About The Job
We are seeking a detail-oriented and experienced Prior Authorization Specialist to manage the full lifecycle of prior authorizations (PAs) for medical services. The ideal candidate will be responsible for timely submission, meticulous follow-up, and effective resolution of all prior authorization requests and subsequent appeals. This role is critical in ensuring patients receive necessary services without delay and in maximizing reimbursement for the practice.
Job Details
- Employment Type: Full-Time Direct Employee
- Department: Customer Service/Support
- Job Level: Intermediate
- Experience: 3 Years
- Education: Bachelors
Responsibilities
- The Prior Authorization Specialist will be responsible for the following core duties:
- Prior Authorization Submission and Monitoring:
- Monitor the Prior Authorization queue and manage an organized list of outstanding and in-progress PAs
- Review patient and service data provided by the biller/clinical team for completeness and accuracy
- Submit new prior authorizations to the correct insurance company and plan efficiently via the required method, including insurance portals, fax, or telephone
- Status Follow-Up:
- Proactively and consistently call insurance companies to check on the status of submitted prior authorizations to prevent processing delays
- Document all communication and status updates clearly and promptly in the patient management system
- Denial Management and Appeals:
- Identify, prepare, and submit prior authorization denial appeals in a timely manner, gathering all necessary clinical and administrative documentation
- Track the status of all submitted appeals through resolution
- System and Documentation Updates:
- Monitor the designated fax inbox or electronic queue for prior authorization approvals, denials, and requests for additional information
- Promptly update the patient management system with the final PA status, authorization number, and expiration date upon receipt of approval
Key Skills
- Exceptional Attention to Detail: Crucial for accurately submitting data and preparing appeals.

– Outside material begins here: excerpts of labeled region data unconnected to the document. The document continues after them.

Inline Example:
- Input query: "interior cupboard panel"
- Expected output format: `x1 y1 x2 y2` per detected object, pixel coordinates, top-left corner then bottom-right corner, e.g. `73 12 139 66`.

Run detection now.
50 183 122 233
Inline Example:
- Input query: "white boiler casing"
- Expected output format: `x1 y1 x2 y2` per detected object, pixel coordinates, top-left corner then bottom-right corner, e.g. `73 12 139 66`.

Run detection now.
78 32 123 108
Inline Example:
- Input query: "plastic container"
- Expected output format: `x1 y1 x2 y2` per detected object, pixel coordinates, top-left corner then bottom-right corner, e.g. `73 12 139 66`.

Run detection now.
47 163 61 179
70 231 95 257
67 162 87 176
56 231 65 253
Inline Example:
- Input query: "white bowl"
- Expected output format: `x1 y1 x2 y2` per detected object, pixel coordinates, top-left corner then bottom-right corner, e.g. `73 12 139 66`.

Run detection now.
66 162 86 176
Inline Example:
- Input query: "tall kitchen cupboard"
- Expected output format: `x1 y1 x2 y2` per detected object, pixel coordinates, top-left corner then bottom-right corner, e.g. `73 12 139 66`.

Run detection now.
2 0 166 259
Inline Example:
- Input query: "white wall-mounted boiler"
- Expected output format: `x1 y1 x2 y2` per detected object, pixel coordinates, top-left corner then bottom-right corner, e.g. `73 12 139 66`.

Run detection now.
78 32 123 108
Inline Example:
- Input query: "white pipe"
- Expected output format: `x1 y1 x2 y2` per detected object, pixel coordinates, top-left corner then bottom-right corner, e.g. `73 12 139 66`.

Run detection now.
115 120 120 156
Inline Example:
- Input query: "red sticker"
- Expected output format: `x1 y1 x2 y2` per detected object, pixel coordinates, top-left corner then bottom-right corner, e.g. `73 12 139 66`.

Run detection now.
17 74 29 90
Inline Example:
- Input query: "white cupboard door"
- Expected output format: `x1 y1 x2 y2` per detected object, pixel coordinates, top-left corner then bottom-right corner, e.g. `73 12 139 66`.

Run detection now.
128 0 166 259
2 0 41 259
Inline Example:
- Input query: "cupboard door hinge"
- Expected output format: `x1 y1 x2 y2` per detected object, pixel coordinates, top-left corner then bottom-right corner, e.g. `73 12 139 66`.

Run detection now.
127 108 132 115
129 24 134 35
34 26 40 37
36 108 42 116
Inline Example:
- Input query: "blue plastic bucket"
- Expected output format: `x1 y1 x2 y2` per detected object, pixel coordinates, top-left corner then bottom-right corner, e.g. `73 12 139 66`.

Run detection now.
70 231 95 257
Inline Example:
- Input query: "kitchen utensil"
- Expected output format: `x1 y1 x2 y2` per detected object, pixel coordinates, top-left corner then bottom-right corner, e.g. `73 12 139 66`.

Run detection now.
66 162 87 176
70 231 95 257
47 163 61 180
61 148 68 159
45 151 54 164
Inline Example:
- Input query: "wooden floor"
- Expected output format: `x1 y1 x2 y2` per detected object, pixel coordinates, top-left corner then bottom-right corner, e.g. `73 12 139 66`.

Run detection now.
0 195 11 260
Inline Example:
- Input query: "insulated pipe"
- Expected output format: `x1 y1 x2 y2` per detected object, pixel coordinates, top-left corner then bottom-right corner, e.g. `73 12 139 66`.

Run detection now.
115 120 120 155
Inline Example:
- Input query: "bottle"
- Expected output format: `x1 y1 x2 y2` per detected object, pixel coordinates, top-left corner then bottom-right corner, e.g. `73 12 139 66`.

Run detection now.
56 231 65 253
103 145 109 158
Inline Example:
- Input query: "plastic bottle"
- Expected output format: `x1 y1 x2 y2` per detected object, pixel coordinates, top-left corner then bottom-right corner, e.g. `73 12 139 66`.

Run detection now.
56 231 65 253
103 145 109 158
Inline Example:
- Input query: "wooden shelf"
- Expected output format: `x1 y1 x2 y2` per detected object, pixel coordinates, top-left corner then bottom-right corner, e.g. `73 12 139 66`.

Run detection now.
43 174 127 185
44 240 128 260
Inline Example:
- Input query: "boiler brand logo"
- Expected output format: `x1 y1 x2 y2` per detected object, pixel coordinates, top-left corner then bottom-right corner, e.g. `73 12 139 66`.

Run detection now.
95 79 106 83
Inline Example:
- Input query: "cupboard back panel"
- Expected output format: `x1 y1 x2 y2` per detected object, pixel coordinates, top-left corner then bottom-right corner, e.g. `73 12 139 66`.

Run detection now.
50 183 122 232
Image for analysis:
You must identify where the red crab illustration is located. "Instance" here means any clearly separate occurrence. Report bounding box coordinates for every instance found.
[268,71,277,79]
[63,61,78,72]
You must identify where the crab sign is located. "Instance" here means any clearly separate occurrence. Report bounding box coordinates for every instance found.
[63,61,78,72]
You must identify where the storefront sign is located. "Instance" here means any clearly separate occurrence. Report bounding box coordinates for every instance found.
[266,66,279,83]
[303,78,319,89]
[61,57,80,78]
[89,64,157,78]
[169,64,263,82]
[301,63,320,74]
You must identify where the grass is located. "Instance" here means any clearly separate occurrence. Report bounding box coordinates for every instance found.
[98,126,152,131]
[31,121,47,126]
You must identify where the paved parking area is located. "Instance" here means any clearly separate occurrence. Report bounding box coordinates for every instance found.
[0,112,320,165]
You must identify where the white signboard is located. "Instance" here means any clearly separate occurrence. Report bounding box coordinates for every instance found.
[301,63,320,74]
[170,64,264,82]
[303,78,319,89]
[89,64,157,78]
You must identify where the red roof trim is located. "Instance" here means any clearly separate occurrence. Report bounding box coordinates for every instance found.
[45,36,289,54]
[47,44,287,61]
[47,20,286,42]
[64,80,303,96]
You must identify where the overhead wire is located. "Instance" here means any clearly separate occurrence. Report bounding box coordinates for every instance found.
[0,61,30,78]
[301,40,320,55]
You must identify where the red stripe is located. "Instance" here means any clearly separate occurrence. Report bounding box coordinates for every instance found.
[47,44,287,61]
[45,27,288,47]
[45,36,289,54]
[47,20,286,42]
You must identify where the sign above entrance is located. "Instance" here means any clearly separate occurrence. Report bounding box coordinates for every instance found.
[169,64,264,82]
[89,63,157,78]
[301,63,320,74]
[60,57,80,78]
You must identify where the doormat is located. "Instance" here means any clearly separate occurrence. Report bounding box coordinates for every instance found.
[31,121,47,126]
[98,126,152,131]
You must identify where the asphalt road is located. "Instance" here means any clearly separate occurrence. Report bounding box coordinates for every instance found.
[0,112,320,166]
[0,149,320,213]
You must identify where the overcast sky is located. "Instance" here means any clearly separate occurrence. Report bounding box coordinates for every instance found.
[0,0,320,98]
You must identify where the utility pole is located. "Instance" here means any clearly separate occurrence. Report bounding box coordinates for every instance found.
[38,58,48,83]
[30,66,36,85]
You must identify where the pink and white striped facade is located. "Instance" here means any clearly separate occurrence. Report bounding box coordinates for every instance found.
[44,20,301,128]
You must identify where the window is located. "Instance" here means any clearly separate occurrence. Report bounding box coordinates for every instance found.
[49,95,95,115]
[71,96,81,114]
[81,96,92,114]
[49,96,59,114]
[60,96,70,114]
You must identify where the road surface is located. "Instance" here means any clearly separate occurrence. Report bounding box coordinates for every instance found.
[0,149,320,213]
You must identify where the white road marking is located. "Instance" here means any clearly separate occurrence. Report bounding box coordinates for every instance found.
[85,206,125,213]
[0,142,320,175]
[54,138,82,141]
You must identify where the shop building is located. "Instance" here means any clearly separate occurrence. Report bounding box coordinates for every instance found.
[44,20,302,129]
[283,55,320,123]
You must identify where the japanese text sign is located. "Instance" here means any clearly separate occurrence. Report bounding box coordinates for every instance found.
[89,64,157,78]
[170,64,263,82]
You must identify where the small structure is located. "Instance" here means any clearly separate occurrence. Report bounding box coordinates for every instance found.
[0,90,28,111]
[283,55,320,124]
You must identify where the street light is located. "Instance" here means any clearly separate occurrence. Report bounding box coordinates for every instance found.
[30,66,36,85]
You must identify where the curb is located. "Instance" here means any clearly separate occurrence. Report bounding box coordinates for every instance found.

- Strong Communication Skills: Excellent verbal and written communication skills for professional interaction with insurance representatives and clinical staff
- English Speaking: Fluency in English is required to effectively communicate with insurance representatives and team members.
- Organizational and Time Management Skills: Ability to prioritize a high volume of PA requests and follow-up tasks under deadlines
- Problem-Solving: Resourcefulness in troubleshooting issues with insurance company portals or processes.
- Team Player: Ability to work collaboratively with billing and clinical teams to achieve patient care goals.
Optional
- Medical billing experience
- Familiarity with various commercial and government payer systems (e.g., Medicare, Medicaid, and major commercial insurers)
- Proven knowledge of medical terminology, CPT codes, and ICD-10 codes
Salary & Benefits
Working Hours
- Monday: 09:00 - 10:07
- Tuesday: 09:00 - 10:07
- Wednesday: 09:00 - 10:07
- Thursday: 09:00 - 10:07
- Friday: 09:00 - 10:07
Additional Requirements
- Tech Requirements: Windows or Mac
- Language: English
About The Company
1840 & Company is a global leader in Business Process Outsourcing (BPO) and remote talent solutions, dedicated to propelling businesses forward through our comprehensive suite of services. We specialize in connecting companies with world-class freelance professionals and delivering top-tier outsourcing services, across over 150 countries worldwide.